Harvard University announced yesterday that it is investigating more than a hundred students in a single section of an introductory Poli Sci course on suspicion of cheating on an open-book final exam. When the news broke I tweeted my suspicion that the structure of the final might have contributed to the temptation to cheat, and a new article in the Harvard Crimson appears to confirm my suspicion.
The final exam in professor Matthew Platt’s “Introduction to Congress” course was designated as “completely open-book, open-notes, open internet,” but students were warned “not [to] discuss the exam with others,” including their fellow students, tutors or anybody else.
The test included what the Crimson describes as “three multi-part short answer questions,” questions that one anonymous student — who is not suspected of cheating — described as “find the answer and basically say why this is the way it is.” Students were apparently confused by at least two of these questions, with one writing in a course evaluation that more than a dozen had descended en masse on a teaching assistant’s office on the day the assignment was due:
“Almost all of [us] had been awake the entire night, and none of us could figure out what an entire question (worth 20% of the grade) was asking,” that student said. “On top of this, one of the questions asked us about a term that had never been defined in any of our readings and had not been properly defined in class, so the TF had to give us a definition to use for the question.”
The professor’s own office hours that day were canceled on minimal notice.

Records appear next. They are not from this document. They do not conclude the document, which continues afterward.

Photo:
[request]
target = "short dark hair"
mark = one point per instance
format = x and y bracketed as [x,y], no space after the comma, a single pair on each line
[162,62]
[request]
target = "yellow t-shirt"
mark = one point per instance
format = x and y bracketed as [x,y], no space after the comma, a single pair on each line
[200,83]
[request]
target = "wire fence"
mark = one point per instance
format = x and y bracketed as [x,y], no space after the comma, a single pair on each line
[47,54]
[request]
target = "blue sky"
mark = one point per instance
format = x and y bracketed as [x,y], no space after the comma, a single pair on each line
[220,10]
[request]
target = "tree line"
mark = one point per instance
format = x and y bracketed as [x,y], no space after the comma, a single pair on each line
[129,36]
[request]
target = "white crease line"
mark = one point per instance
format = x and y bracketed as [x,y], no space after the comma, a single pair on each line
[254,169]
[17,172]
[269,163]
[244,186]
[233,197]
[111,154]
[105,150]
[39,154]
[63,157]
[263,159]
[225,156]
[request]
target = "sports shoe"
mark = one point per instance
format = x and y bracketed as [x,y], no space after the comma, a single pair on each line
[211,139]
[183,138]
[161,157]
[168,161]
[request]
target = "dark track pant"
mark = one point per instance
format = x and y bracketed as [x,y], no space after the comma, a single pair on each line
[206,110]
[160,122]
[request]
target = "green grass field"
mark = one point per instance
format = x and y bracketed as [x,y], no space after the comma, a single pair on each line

Students have an ethical obligation not to cheat, of course. But faculty also have an obligation not to create situations in which cheating is likely to occur. To give an “open internet” take-home exam in which any conversation with your classmates is defined as “cheating” is — even in the best of circumstances — to establish a context in which some cheating is all but inevitable, and virtually impossible to detect. When you declare behavior that you can’t police, behavior that may be entirely benign, to be cheating, you erase the bright-line distinction between proper and improper behavior that is essential to academic integrity. And when you craft a take-home test that’s potentially confusing and deny students any licit mechanism for resolving their confusion, you place students in an entirely untenable position.